The first bill, AB2771, bans the manufacture, sale, and delivery of cosmetic products containing per- and polyfluoroalkyl substances (PFAS), known to cause cancer and thyroid disease.

“Toxic PFAS have no place in our consumer products,” said state Assembly member Laura Friedman (D), who authored the bill.

“Californians won’t have to worry that they’re putting their health, or the health of their loved ones, at risk by doing something as routine as applying lotion or wearing makeup,” she added.

Meanwhile, the second bill, AB 1817, largely prohibits using PFAs in the textile industry, with a few exceptions. It will also require manufacturers to provide a certificate of compliance, The Hill reported.

The passing of the two bills marks the first significant step taken by a state to end the use of forever chemicals in the apparel and cosmetics industries, setting up a framework for other states around the country to end pollution caused by the use of PFAs. These two bills build on two different laws that prohibit the use of PFAs in food packaging and children’s products starting next year.
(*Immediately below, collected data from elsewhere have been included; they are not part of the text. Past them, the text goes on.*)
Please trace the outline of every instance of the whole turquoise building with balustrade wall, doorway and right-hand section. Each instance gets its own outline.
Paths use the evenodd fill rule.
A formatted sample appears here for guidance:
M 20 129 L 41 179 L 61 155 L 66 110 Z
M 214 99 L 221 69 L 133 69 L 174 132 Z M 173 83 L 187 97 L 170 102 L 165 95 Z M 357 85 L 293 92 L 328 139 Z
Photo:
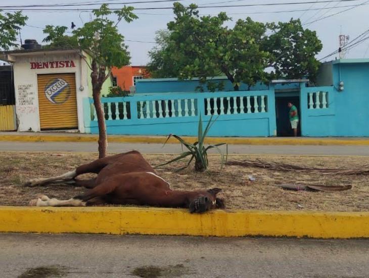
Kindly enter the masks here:
M 308 80 L 273 80 L 246 84 L 234 91 L 226 77 L 224 91 L 197 91 L 198 79 L 142 79 L 124 98 L 103 98 L 109 134 L 197 135 L 199 116 L 217 118 L 209 136 L 291 136 L 287 107 L 300 117 L 301 136 L 369 136 L 369 59 L 336 60 L 321 65 L 315 86 Z M 84 100 L 87 132 L 98 133 L 93 100 Z

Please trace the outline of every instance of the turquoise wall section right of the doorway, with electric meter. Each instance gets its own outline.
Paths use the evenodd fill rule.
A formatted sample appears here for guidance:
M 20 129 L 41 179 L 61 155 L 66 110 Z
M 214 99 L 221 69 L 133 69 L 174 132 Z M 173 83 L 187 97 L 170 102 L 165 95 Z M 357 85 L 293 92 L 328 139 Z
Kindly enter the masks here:
M 332 79 L 334 86 L 301 88 L 302 135 L 369 136 L 369 60 L 333 61 Z M 328 92 L 329 109 L 308 109 L 307 94 L 313 91 Z

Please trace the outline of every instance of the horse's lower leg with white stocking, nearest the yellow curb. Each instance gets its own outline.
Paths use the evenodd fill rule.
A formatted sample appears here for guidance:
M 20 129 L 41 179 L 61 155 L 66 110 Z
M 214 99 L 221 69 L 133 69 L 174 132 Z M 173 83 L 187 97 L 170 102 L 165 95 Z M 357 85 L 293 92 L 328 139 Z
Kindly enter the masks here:
M 102 197 L 111 193 L 115 189 L 115 187 L 115 183 L 104 182 L 99 184 L 99 186 L 89 190 L 87 193 L 75 196 L 68 200 L 58 200 L 55 198 L 50 199 L 48 196 L 38 195 L 37 199 L 31 200 L 29 202 L 29 205 L 37 207 L 81 207 L 85 206 L 86 202 L 91 199 Z

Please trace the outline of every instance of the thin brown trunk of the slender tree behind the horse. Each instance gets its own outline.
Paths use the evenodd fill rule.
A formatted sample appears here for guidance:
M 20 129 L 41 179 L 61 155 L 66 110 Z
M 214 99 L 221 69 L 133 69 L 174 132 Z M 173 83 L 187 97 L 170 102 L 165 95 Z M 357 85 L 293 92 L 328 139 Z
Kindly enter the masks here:
M 108 137 L 106 135 L 105 113 L 100 98 L 101 91 L 93 90 L 94 106 L 98 116 L 99 126 L 99 158 L 106 157 L 108 152 Z

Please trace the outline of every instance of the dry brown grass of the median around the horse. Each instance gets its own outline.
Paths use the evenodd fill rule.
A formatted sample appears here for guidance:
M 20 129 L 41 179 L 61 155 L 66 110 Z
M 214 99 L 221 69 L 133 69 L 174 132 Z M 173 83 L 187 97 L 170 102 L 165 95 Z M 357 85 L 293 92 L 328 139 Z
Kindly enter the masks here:
M 174 155 L 144 155 L 156 165 Z M 368 165 L 366 157 L 314 157 L 314 156 L 242 156 L 230 155 L 228 159 L 257 159 L 294 163 L 316 167 L 349 168 Z M 26 206 L 35 194 L 67 199 L 80 194 L 85 189 L 67 185 L 25 188 L 21 184 L 29 178 L 59 175 L 73 170 L 76 166 L 96 159 L 95 154 L 63 153 L 11 153 L 0 154 L 0 205 Z M 228 209 L 260 210 L 320 210 L 320 211 L 369 211 L 369 181 L 367 176 L 321 176 L 311 173 L 278 172 L 260 168 L 225 166 L 220 169 L 219 157 L 209 157 L 210 170 L 196 173 L 193 167 L 179 173 L 175 169 L 184 162 L 177 162 L 158 169 L 173 189 L 223 189 L 220 197 L 225 199 Z M 248 175 L 256 180 L 249 181 Z M 352 184 L 353 189 L 344 192 L 295 192 L 283 190 L 275 184 L 312 183 L 325 185 Z

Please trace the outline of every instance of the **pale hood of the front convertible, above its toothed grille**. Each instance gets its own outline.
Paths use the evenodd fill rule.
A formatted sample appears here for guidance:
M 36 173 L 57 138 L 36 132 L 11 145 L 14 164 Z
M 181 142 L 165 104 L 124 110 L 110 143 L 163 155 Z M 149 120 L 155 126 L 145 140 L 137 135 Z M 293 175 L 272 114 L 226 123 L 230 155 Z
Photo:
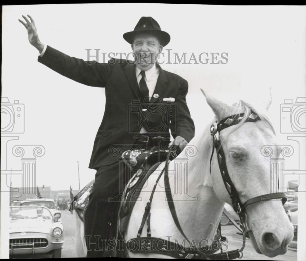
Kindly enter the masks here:
M 38 233 L 50 233 L 52 222 L 48 220 L 38 221 L 37 219 L 16 219 L 11 220 L 9 233 L 18 232 L 38 232 Z

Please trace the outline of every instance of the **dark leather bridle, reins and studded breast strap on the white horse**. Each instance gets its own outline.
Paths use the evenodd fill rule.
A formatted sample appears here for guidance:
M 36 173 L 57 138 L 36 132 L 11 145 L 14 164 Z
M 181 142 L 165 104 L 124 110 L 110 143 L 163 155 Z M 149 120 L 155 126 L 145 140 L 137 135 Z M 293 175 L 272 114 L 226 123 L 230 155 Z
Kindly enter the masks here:
M 138 234 L 136 238 L 133 238 L 132 241 L 128 241 L 126 244 L 127 249 L 129 249 L 131 252 L 141 252 L 141 253 L 159 253 L 159 254 L 165 254 L 165 255 L 170 255 L 172 257 L 175 258 L 179 258 L 179 259 L 221 259 L 221 260 L 226 260 L 226 259 L 236 259 L 236 258 L 242 258 L 243 254 L 242 251 L 244 249 L 245 246 L 245 240 L 246 237 L 248 236 L 248 232 L 250 232 L 251 230 L 248 229 L 247 226 L 247 215 L 246 215 L 246 207 L 250 204 L 253 203 L 257 203 L 260 201 L 265 201 L 265 200 L 270 200 L 270 199 L 278 199 L 281 198 L 282 199 L 282 203 L 284 204 L 287 200 L 287 198 L 285 197 L 285 195 L 283 193 L 270 193 L 270 194 L 265 194 L 265 195 L 260 195 L 260 196 L 256 196 L 253 197 L 251 199 L 248 199 L 246 202 L 242 203 L 239 195 L 237 193 L 237 190 L 235 188 L 235 186 L 233 185 L 233 182 L 231 181 L 230 175 L 227 171 L 227 167 L 226 167 L 226 161 L 225 161 L 225 154 L 224 151 L 222 149 L 221 146 L 221 142 L 219 140 L 219 132 L 227 127 L 233 126 L 238 124 L 239 122 L 241 122 L 241 120 L 243 119 L 244 114 L 235 114 L 232 115 L 230 117 L 226 117 L 225 119 L 217 122 L 214 122 L 211 125 L 210 128 L 210 134 L 211 136 L 213 136 L 213 149 L 212 149 L 212 153 L 211 153 L 211 158 L 210 158 L 210 173 L 211 173 L 211 161 L 214 155 L 214 151 L 216 150 L 217 153 L 217 158 L 218 158 L 218 165 L 219 165 L 219 169 L 220 169 L 220 173 L 222 176 L 222 180 L 224 182 L 224 185 L 226 187 L 227 192 L 230 195 L 230 199 L 232 201 L 232 206 L 234 211 L 239 215 L 240 218 L 240 228 L 238 228 L 238 226 L 236 225 L 236 227 L 241 231 L 241 233 L 243 235 L 243 240 L 242 240 L 242 247 L 240 249 L 236 249 L 236 250 L 231 250 L 231 251 L 226 251 L 223 252 L 222 251 L 222 246 L 221 246 L 221 241 L 224 241 L 224 239 L 226 240 L 225 237 L 221 236 L 221 225 L 219 223 L 219 227 L 217 232 L 219 232 L 219 239 L 218 239 L 218 244 L 214 245 L 212 244 L 211 246 L 209 246 L 207 249 L 199 249 L 196 248 L 196 246 L 193 246 L 190 242 L 190 240 L 188 240 L 188 238 L 186 237 L 185 233 L 183 232 L 180 222 L 177 218 L 177 214 L 175 211 L 175 207 L 174 207 L 174 202 L 173 202 L 173 198 L 172 198 L 172 193 L 171 193 L 171 188 L 170 188 L 170 183 L 169 183 L 169 177 L 168 177 L 168 165 L 169 165 L 169 153 L 167 155 L 167 159 L 166 159 L 166 165 L 164 167 L 164 169 L 162 170 L 162 172 L 159 174 L 159 177 L 157 179 L 157 181 L 155 182 L 155 185 L 152 189 L 152 193 L 151 193 L 151 197 L 149 199 L 149 201 L 147 202 L 147 205 L 145 207 L 145 212 L 144 212 L 144 216 L 140 225 L 140 228 L 138 230 Z M 257 114 L 255 114 L 254 112 L 251 112 L 251 114 L 246 118 L 246 120 L 244 122 L 256 122 L 259 121 L 260 118 Z M 151 202 L 153 199 L 153 194 L 155 192 L 155 188 L 156 185 L 158 184 L 159 179 L 161 178 L 162 174 L 164 174 L 164 181 L 165 181 L 165 192 L 166 192 L 166 199 L 168 202 L 168 206 L 172 215 L 172 218 L 175 222 L 175 225 L 177 226 L 177 229 L 180 231 L 181 235 L 187 240 L 187 242 L 190 244 L 189 247 L 187 248 L 183 248 L 182 246 L 178 245 L 177 243 L 173 243 L 169 240 L 164 240 L 164 239 L 160 239 L 160 238 L 155 238 L 155 237 L 151 237 L 151 228 L 150 228 L 150 208 L 151 208 Z M 278 184 L 279 185 L 279 184 Z M 227 213 L 228 214 L 228 213 Z M 226 215 L 228 216 L 228 215 Z M 232 222 L 233 220 L 230 219 Z M 140 237 L 142 229 L 144 227 L 145 222 L 147 222 L 147 237 Z M 235 223 L 233 223 L 235 224 Z M 155 248 L 152 248 L 152 245 L 154 244 L 154 242 L 157 242 L 159 240 L 159 245 L 158 247 L 161 249 L 156 249 L 157 246 L 155 244 Z M 138 249 L 135 249 L 135 245 L 138 247 Z M 166 247 L 169 247 L 172 249 L 171 251 L 167 250 Z M 216 249 L 217 247 L 217 249 Z M 132 249 L 133 248 L 133 249 Z M 175 250 L 174 250 L 175 248 Z M 218 249 L 220 249 L 220 253 L 215 254 L 214 252 L 216 252 Z

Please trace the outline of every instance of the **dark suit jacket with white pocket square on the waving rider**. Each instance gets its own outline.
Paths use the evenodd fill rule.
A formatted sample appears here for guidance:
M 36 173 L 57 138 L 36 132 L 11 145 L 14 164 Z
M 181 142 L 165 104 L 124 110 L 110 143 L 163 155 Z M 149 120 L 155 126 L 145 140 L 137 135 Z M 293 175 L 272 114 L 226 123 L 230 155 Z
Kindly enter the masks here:
M 98 166 L 110 165 L 118 160 L 118 156 L 134 143 L 133 137 L 139 135 L 141 129 L 139 111 L 137 112 L 136 108 L 140 106 L 140 91 L 135 65 L 114 58 L 108 63 L 85 63 L 82 59 L 70 57 L 50 46 L 47 46 L 43 57 L 39 57 L 38 61 L 79 83 L 105 88 L 105 111 L 95 137 L 89 168 L 96 169 Z M 195 127 L 186 104 L 187 92 L 186 80 L 160 68 L 154 91 L 159 97 L 152 97 L 147 107 L 148 111 L 160 111 L 162 108 L 162 114 L 166 115 L 155 136 L 170 138 L 170 128 L 174 138 L 181 136 L 187 142 L 193 138 Z M 162 98 L 170 97 L 175 98 L 173 103 L 162 101 Z M 151 119 L 151 123 L 156 121 L 154 115 L 148 118 Z M 151 123 L 149 120 L 148 124 Z

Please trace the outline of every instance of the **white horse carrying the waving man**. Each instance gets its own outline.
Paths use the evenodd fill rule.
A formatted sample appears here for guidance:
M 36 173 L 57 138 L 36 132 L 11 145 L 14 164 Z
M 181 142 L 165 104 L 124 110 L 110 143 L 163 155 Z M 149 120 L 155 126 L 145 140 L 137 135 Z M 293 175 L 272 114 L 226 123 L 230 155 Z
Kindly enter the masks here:
M 250 110 L 260 117 L 260 121 L 242 122 L 222 130 L 220 141 L 226 155 L 228 173 L 241 202 L 270 193 L 271 182 L 277 180 L 277 174 L 270 171 L 269 159 L 261 154 L 261 148 L 264 145 L 277 144 L 270 121 L 264 114 L 243 101 L 235 106 L 228 106 L 207 95 L 205 97 L 215 113 L 213 122 L 234 114 L 248 115 Z M 271 101 L 266 109 L 270 103 Z M 215 238 L 224 203 L 231 204 L 221 177 L 216 153 L 210 164 L 213 146 L 210 126 L 211 124 L 203 132 L 198 131 L 181 154 L 169 163 L 169 181 L 177 217 L 186 237 L 196 245 L 201 244 L 203 239 Z M 180 158 L 186 158 L 190 146 L 196 148 L 195 155 L 188 158 L 187 165 L 178 164 Z M 278 153 L 280 152 L 281 150 L 278 150 Z M 141 200 L 135 203 L 125 230 L 126 241 L 136 237 L 146 203 L 151 195 L 150 191 L 164 166 L 165 162 L 160 164 L 140 192 Z M 161 177 L 151 202 L 151 236 L 174 242 L 185 242 L 170 213 L 164 188 L 164 178 Z M 249 235 L 256 252 L 268 257 L 285 254 L 287 245 L 293 239 L 293 226 L 280 199 L 253 203 L 246 207 L 246 214 L 247 226 L 251 229 Z M 80 230 L 79 222 L 77 229 Z M 141 237 L 146 236 L 147 229 L 144 228 Z M 76 240 L 82 239 L 79 237 Z M 143 254 L 128 251 L 128 254 L 129 257 L 136 258 L 170 258 L 156 253 Z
The news comes just days after a new study revealed that millions of Americana and Canadian students are being exposed to forever chemicals used in manufacturing school uniforms.

“The functionality that PFAS provides—a more stain-resistant coat or more breathable yet water-resistant gym shorts—is not necessary and certainly not worth the health risks,” said Natural Resources Defense Council (NRDC) Director Sujatha Bergen. “We lived just fine without these chemicals before, and brands could phase them out quickly if they chose to.”